Растопить лед в его сердце, заставить забыть причиненные глупой, не понимающей своего счастья женщиной обиды могло только одно — халява!
И чем халявнее было угощение, чем скуднее становились партийные и общественные кассы, тем добрей и милостивей становился Рудольф Константинович.
Членов комиссии Скубатиев всегда подбирал сам. На этот раз в комиссию вошел главный ветеринарный врач области Николай Гордеевич Небабин и секретарь парткома тракторно-танкового завода Иван Яковлевич Цыцыгуня. Небабина знала вся область, меткая народная молва называла его не иначе как Ящуром Цаповичем. За глаза, разумеется. А вот Цыцыгуню почти никто не знал, хоть и был он представителем гиганта сельской индустрии. Вероятно, это было следствием секретности, царившей на заводе.

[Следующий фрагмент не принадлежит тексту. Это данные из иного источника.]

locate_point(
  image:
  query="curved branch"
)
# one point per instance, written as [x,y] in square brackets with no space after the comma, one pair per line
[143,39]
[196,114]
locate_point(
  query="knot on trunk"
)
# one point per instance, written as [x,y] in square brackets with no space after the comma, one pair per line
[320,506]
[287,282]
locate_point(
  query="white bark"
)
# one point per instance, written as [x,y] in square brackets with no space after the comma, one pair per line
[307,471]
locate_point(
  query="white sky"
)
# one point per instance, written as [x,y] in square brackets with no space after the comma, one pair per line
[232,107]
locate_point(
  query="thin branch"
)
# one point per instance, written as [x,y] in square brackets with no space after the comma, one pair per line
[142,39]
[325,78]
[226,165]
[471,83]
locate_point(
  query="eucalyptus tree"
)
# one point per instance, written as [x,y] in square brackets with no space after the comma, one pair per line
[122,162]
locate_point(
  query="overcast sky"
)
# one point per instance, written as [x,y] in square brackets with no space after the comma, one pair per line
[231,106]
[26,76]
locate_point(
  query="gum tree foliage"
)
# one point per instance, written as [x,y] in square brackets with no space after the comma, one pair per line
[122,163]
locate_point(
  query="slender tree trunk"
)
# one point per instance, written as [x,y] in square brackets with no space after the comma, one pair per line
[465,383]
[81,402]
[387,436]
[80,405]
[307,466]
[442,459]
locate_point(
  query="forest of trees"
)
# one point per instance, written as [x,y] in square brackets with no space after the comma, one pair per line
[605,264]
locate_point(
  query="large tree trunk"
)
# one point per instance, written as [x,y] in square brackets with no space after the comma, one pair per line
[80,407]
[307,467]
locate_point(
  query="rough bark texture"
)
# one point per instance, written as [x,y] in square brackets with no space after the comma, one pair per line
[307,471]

Комиссия прибыла в Бузулуцк во второй половине дня. Митрофан Николаевич Пригода смотрел в окно и увидел, как из бежевой «волги», которую притащил «Кировец», сгибаясь, выбирается долговязый Скубатиев. За ним вылез полный, дородный и чем-то похожий на спокойного племенного быка Николай Гордеевич Небабин. Цыцыгуня оказался невысоким худощавым старикашкой лет шестидесяти пяти. Он был в пиджаке, и на пиджаке кругло желтели правительственные награды, рассмотреть которые невозможно было из-за расстояния.

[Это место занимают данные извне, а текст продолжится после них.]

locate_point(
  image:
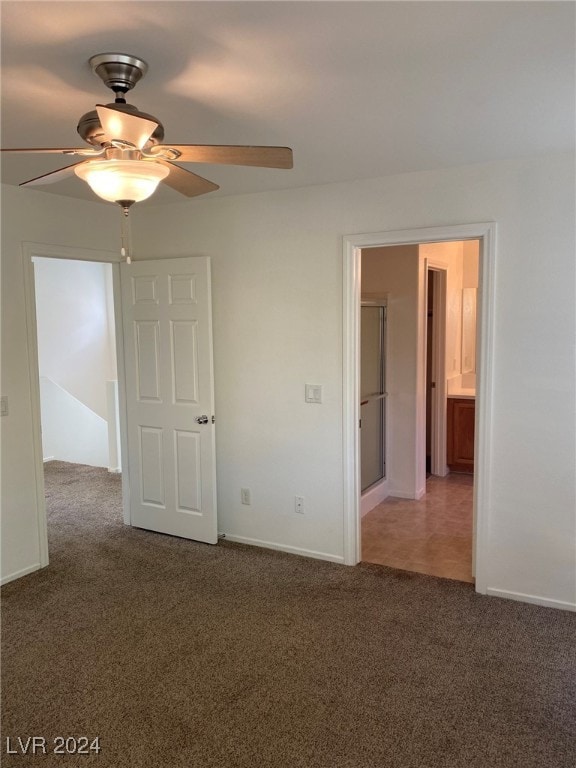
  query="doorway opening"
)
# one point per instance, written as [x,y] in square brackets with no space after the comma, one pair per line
[75,328]
[431,289]
[171,465]
[414,479]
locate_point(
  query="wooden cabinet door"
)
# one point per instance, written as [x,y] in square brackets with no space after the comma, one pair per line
[461,417]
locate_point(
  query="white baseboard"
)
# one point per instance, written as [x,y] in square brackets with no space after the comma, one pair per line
[534,599]
[284,548]
[19,574]
[373,497]
[398,494]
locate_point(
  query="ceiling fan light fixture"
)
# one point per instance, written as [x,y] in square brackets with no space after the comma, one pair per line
[122,180]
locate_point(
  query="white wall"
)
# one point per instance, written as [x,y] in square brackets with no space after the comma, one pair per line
[70,430]
[277,288]
[394,271]
[31,216]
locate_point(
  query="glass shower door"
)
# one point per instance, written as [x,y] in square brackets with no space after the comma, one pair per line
[373,395]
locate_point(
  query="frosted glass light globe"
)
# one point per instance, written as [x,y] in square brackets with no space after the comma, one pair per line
[114,180]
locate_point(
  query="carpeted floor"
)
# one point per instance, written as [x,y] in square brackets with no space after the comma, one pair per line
[179,654]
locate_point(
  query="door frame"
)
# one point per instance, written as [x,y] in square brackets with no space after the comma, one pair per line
[44,250]
[352,246]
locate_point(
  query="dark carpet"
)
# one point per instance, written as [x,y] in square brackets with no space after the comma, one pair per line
[181,654]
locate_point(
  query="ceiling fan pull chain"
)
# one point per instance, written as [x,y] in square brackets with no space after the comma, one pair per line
[126,234]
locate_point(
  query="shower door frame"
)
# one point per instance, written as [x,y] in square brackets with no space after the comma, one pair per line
[378,490]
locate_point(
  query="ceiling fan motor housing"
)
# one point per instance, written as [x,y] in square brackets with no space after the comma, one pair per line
[92,132]
[120,72]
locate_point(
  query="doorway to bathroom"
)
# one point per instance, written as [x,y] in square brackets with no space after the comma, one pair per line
[425,528]
[428,255]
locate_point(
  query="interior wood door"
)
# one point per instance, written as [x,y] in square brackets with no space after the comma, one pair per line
[167,322]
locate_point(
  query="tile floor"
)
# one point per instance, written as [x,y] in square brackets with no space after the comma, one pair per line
[432,535]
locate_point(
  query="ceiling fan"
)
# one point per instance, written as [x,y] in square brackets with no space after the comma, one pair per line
[126,158]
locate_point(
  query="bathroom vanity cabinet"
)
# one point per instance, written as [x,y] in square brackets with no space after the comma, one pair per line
[460,434]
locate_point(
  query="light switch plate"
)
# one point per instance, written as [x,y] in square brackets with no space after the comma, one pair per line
[313,393]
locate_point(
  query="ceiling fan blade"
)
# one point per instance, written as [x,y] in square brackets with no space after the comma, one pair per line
[50,178]
[122,126]
[60,151]
[263,157]
[186,182]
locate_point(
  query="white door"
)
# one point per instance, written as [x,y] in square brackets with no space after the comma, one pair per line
[167,320]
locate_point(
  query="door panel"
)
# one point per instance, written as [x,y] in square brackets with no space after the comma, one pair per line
[169,385]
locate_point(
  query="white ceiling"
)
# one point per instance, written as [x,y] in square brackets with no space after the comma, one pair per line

Прка Скубатиев и Небабин приводили себя в порядок, Цыцыгуня успел дважды обежать автомашину, переговорить с водителем, достать из салона солидные коричневые папки и раздать их владельцам. Шустрый был этот Цыцыгуня, как вирус гриппа. Пригоде он не понравился.
Именно от таких шустрых и деловитых следовало ждать всяческих неприятностей!
Митрофан Николаевич повернулся к ожидавшему за столом партийно-хозяйстве иному активу.
— Приехали, — сказал он.
— А Цыцыгуня? — поинтересовался Волкодрало.
— Вон он, твой Цыцыгуня, — едва не сплюнул Пригода. — Шустрый что твой вибрион!